Thing I Learned Today: The 3SAT Problem

by Brian Shourd on October 30, 2012

Tags: math

Today’s post is short: I learned about the 3SAT Problem. The term “3SAT” stands for “Boolean Satisfyability Problem where each clause contains 3 variables”. Here is the problem:

Given an expression of the form \((y_{i_1} \vee y_{i_2} \vee y_{i_3}) \wedge (y_{i_4} \vee y_{i_5} \vee y_{i_6}) \wedge \ldots \wedge (y_{i_{n-2}} \vee y_{i_{n-1}} \vee y_{i_n})\) where each \(y_{i_k}\) is one of the variables \(x_1, x_2, \ldots, x_m\) or \(\neg x_1, \neg x_2, \ldots, \neg x_m\) (where \(\neg\) is logical negation), is there a way to assign TRUE or FALSE to each \(x_i\) so that the entire expression evaluates to TRUE?

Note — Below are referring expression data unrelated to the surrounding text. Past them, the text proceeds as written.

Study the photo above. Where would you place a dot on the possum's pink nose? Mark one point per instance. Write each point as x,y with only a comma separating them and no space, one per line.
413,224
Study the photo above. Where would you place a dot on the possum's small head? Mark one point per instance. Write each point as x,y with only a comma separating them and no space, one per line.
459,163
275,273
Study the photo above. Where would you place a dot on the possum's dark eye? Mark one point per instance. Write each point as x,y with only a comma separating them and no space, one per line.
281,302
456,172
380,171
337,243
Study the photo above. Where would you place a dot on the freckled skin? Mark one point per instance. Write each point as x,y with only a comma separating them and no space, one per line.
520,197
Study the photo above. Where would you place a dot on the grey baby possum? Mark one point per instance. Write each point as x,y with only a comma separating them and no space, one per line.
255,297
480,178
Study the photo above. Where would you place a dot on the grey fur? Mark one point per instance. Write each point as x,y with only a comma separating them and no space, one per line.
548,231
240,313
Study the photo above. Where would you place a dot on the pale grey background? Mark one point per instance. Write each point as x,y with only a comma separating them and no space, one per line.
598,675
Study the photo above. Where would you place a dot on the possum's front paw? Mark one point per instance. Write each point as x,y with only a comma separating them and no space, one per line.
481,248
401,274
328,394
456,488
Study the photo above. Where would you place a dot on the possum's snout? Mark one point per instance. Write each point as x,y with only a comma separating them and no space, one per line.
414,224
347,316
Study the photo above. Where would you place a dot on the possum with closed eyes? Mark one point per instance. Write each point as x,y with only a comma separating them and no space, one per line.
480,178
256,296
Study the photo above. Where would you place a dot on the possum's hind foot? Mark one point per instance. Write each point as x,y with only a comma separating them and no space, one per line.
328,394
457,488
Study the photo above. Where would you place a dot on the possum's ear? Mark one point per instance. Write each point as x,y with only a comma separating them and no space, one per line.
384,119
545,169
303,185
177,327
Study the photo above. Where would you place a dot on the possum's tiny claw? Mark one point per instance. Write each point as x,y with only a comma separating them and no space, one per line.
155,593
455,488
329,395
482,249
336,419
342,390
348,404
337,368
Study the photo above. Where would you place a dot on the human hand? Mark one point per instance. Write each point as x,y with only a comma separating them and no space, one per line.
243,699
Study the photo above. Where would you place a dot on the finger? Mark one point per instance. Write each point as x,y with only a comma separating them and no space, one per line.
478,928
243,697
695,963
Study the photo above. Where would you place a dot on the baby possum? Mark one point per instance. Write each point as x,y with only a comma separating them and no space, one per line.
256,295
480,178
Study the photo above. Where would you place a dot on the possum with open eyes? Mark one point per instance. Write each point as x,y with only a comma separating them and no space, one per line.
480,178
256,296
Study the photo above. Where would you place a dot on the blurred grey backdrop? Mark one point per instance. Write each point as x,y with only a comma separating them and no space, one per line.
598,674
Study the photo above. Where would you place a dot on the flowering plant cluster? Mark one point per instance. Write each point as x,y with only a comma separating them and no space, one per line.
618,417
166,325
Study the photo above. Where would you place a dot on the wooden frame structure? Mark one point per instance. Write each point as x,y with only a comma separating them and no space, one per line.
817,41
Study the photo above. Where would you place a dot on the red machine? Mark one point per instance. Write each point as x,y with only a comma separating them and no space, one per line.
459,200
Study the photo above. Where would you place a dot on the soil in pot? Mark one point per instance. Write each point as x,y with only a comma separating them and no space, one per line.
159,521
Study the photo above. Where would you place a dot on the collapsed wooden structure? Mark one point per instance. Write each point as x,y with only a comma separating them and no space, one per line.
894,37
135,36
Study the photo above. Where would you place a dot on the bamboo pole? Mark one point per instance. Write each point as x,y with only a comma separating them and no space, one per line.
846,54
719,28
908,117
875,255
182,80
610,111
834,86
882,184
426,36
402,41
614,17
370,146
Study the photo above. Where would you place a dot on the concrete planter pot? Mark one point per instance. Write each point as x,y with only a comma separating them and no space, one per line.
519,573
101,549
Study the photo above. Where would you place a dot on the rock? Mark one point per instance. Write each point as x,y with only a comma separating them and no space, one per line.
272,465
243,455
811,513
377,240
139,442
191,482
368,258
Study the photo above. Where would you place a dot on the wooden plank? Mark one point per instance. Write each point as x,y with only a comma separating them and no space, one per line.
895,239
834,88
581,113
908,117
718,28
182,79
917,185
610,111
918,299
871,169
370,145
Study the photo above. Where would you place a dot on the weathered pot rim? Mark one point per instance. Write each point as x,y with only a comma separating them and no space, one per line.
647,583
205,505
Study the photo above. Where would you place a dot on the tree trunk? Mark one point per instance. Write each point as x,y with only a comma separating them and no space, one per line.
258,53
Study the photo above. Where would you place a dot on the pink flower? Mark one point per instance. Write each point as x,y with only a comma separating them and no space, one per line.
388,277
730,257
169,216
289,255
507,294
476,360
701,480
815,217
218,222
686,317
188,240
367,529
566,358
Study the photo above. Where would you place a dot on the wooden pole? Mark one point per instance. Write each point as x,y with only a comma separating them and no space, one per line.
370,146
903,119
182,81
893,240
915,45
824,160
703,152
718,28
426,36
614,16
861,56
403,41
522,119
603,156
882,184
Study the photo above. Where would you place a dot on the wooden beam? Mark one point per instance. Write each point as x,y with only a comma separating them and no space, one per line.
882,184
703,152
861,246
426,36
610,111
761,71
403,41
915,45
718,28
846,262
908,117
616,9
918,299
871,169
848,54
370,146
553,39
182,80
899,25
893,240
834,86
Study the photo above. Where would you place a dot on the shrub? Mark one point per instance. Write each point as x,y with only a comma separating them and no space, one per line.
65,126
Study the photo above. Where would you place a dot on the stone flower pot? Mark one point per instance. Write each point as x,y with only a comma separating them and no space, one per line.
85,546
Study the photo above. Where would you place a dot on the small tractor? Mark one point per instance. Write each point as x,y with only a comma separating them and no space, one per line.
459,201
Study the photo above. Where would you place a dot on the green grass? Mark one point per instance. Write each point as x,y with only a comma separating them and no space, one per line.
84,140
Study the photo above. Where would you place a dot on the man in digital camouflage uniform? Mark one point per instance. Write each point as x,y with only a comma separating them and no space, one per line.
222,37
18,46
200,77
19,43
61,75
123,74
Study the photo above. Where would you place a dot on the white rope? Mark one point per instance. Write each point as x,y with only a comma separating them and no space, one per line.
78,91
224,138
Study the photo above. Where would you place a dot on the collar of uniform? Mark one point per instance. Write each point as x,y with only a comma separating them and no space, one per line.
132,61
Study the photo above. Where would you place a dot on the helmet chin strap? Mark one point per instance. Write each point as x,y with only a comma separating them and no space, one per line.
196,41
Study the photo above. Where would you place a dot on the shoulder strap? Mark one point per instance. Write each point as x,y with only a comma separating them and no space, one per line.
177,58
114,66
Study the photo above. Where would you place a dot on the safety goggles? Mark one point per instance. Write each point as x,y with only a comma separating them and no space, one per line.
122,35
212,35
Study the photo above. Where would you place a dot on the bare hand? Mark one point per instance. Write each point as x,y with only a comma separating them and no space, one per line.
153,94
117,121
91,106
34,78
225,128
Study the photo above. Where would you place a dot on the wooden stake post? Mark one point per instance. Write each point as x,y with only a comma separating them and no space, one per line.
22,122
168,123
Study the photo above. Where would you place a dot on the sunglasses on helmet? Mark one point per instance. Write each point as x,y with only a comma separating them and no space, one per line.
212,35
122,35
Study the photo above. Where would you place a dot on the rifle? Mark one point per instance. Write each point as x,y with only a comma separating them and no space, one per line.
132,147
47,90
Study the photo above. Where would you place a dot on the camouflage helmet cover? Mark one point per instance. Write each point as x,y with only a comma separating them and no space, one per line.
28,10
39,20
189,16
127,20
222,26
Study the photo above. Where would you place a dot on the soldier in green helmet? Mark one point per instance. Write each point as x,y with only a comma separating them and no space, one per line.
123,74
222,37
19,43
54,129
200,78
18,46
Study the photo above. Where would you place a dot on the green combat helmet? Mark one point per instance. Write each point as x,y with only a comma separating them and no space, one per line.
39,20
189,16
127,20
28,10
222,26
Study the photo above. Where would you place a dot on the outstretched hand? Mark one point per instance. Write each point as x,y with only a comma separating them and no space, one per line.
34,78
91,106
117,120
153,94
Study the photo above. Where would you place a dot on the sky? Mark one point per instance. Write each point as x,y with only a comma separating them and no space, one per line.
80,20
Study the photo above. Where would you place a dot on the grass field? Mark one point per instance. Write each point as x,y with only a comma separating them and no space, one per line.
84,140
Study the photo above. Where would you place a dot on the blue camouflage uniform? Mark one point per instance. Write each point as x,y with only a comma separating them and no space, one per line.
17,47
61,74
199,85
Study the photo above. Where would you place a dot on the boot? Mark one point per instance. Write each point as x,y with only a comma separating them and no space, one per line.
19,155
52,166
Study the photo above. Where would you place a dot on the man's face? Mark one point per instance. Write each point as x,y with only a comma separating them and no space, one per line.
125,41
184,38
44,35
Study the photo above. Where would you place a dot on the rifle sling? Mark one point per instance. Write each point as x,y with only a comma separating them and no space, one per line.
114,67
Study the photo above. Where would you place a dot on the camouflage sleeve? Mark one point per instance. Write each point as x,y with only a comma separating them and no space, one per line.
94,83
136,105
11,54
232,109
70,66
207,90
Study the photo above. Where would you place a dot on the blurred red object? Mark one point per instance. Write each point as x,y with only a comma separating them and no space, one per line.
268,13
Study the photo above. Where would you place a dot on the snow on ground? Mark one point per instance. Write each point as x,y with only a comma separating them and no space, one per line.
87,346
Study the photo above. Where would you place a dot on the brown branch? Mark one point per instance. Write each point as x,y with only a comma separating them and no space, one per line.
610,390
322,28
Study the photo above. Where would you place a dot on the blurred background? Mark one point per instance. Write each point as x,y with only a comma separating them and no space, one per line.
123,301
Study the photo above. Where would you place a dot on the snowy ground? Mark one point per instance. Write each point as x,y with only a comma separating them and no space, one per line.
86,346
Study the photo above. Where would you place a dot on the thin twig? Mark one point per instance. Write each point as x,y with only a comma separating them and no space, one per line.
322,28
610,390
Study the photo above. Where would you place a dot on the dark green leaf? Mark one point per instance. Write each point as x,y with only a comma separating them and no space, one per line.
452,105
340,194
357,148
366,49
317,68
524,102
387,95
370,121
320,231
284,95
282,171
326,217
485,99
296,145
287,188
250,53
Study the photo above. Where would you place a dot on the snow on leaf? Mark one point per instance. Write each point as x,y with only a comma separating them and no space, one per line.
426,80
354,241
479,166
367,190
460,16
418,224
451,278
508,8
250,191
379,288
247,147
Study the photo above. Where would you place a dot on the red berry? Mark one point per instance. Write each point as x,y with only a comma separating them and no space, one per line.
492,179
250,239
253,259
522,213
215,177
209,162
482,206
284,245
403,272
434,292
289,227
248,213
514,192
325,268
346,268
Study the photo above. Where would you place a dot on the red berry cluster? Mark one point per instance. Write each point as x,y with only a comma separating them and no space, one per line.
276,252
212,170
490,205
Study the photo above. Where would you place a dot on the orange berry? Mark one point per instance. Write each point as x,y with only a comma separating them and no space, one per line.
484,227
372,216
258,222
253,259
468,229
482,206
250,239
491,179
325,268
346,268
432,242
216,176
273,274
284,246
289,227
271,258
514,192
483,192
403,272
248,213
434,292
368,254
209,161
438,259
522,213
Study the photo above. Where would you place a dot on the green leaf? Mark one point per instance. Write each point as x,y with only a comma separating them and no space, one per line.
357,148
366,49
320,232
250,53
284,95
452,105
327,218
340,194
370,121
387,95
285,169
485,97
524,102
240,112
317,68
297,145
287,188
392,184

This family of problems is NP-Complete, which informally means that they are really hard to solve in general. That is, all known algorithms for solving all 3SAT problems increase in the time they take to work quickly when more and more variables are added. A specific 3SAT problem might be really easy to solve, or even entire classes of 3SAT problems. But it is definitely not easy to solve all 3SAT problems with a single, generic, algorithm.